Stevens’ book, Making the Best of Basics, may be the closest thing the survival industry has to a bible (aside from the actual Bible). It has sold more than 800,000 copies since hitting the shelves at Kmart during the gas crisis in 1974. Stevens is not actually a doctor, and, come to think of it, he’d rather you not call him a “prepper,” which he considers a slur meant to impugn self-reliant folks like himself as paranoid loons. But it’s become part of the lexicon, and Stevens is somewhat paranoid about where the United States is headed (he foresees a borderline tyrannical second Obama term that begins with massive gun confiscation and ends who-knows-where), so he’s rolling with it. As he puts it, “I don’t really like cuss words, but I know how to use them and I know what they mean.” Besides, it’s good for business.
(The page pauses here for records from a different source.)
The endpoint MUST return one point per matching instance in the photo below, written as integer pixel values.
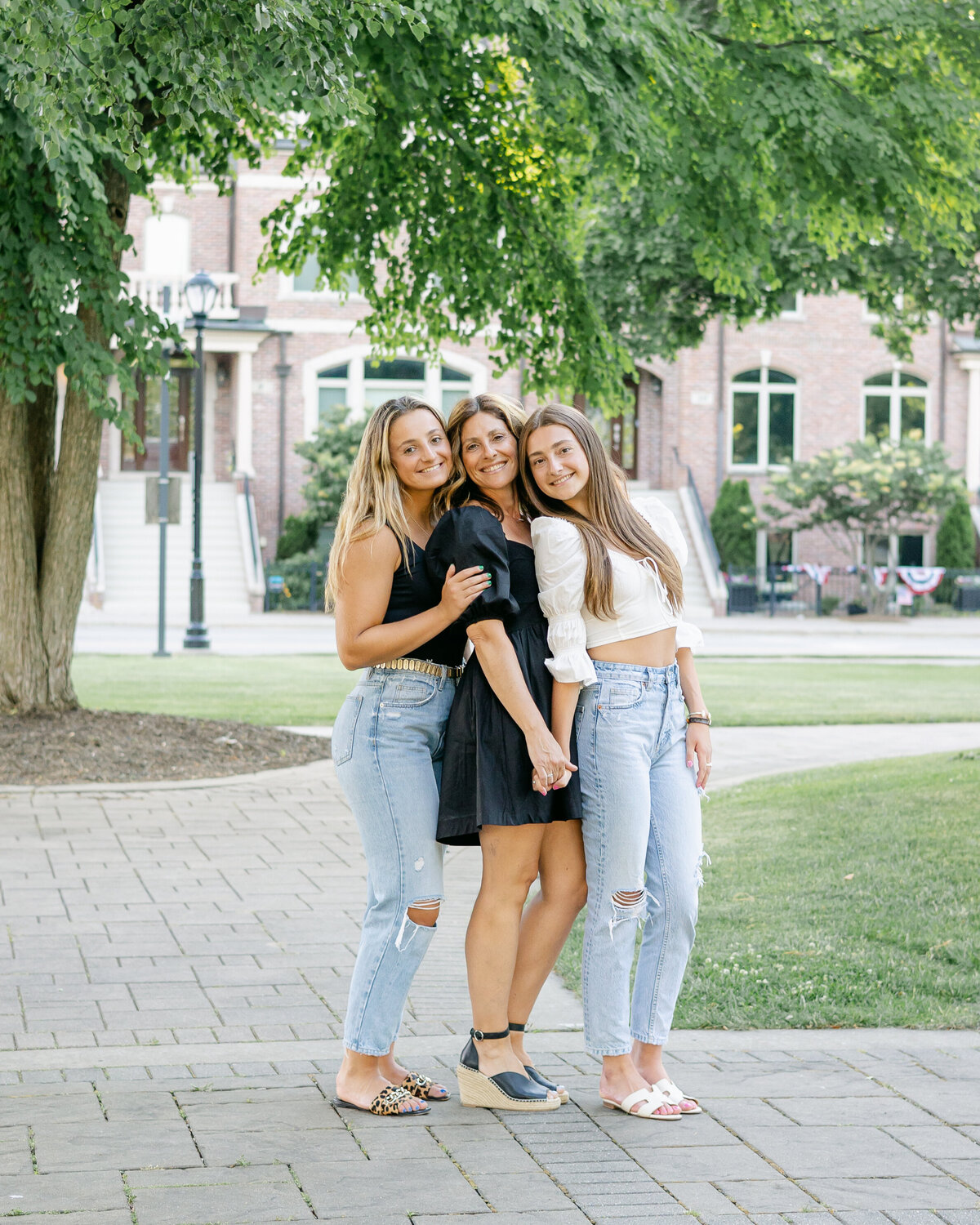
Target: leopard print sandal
(389, 1102)
(421, 1087)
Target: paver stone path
(173, 980)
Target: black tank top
(412, 592)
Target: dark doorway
(146, 419)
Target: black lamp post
(200, 294)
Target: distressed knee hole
(627, 906)
(424, 914)
(419, 914)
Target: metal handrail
(257, 568)
(702, 519)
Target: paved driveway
(172, 985)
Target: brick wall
(830, 350)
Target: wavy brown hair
(610, 519)
(510, 412)
(374, 494)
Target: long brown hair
(374, 492)
(511, 414)
(610, 519)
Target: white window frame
(762, 549)
(764, 390)
(896, 392)
(796, 314)
(288, 293)
(355, 357)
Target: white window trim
(761, 550)
(796, 314)
(896, 394)
(764, 389)
(287, 293)
(354, 357)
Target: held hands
(460, 590)
(700, 746)
(553, 767)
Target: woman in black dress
(506, 784)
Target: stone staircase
(698, 604)
(131, 555)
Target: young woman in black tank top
(387, 737)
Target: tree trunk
(46, 523)
(69, 537)
(24, 662)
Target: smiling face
(489, 451)
(419, 450)
(558, 463)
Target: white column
(244, 416)
(972, 466)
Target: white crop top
(639, 595)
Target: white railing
(149, 288)
(252, 548)
(95, 570)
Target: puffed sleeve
(666, 524)
(560, 565)
(470, 536)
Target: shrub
(299, 536)
(956, 546)
(330, 455)
(733, 526)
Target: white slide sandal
(652, 1100)
(674, 1095)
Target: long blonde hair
(610, 517)
(511, 414)
(374, 494)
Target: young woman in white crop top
(610, 582)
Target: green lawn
(309, 688)
(838, 897)
(267, 688)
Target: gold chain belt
(425, 666)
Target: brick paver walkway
(172, 987)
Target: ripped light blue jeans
(644, 850)
(387, 749)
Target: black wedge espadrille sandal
(506, 1090)
(537, 1076)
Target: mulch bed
(108, 746)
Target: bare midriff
(649, 651)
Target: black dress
(413, 592)
(485, 767)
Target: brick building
(278, 353)
(750, 401)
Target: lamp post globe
(200, 296)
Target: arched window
(764, 418)
(365, 382)
(894, 407)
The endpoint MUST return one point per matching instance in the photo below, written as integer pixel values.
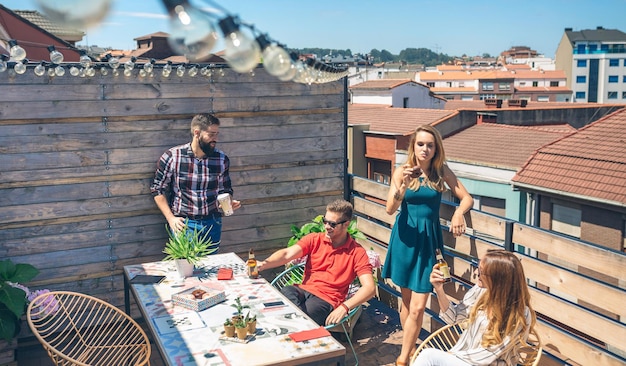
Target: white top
(468, 347)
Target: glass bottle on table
(252, 263)
(443, 266)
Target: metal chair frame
(294, 275)
(446, 337)
(78, 329)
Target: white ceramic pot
(185, 269)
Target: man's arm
(364, 293)
(175, 223)
(280, 257)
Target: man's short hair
(202, 121)
(342, 207)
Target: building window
(381, 178)
(566, 220)
(504, 86)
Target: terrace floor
(377, 339)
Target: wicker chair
(77, 329)
(446, 337)
(294, 275)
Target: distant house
(398, 93)
(594, 64)
(513, 83)
(577, 184)
(34, 32)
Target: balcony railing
(578, 288)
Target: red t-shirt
(329, 272)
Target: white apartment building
(594, 61)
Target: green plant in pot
(229, 328)
(13, 297)
(187, 247)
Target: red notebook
(306, 335)
(225, 274)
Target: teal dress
(414, 238)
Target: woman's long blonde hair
(506, 299)
(435, 175)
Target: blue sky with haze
(452, 27)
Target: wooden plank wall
(77, 156)
(581, 311)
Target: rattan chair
(294, 275)
(446, 337)
(77, 329)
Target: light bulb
(241, 52)
(20, 67)
(193, 71)
(85, 61)
(276, 60)
(56, 57)
(130, 64)
(78, 14)
(40, 70)
(149, 66)
(59, 70)
(191, 31)
(17, 52)
(113, 62)
(167, 69)
(3, 62)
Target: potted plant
(239, 307)
(241, 329)
(229, 328)
(251, 323)
(187, 247)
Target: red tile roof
(500, 146)
(590, 162)
(385, 119)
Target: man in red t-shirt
(334, 261)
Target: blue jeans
(212, 226)
(312, 305)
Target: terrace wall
(77, 156)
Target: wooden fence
(77, 156)
(578, 289)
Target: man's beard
(207, 147)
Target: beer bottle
(443, 266)
(252, 271)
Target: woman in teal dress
(416, 189)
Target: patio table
(186, 337)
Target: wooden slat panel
(589, 256)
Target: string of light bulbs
(192, 34)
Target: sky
(452, 27)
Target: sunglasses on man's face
(333, 224)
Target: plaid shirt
(191, 184)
I met Stevens at the Self Reliance Expo in Mesa, Arizona, one of the nation’s leading “readiness” trade shows, where attendees (about 5,000 over two days) shop for bulletproof vests and dehydrated peas or practice suturing an open wound on a severed pig’s foot. Stevens’ cosponsorship amounts to a sort of papal blessing for the event. “He’s the bomb, he’s the godfather,” says Tony Tangalos, the Phoenix-based host of The Prepper Patch, an AM radio show. “He’s like the Elvis Presley.”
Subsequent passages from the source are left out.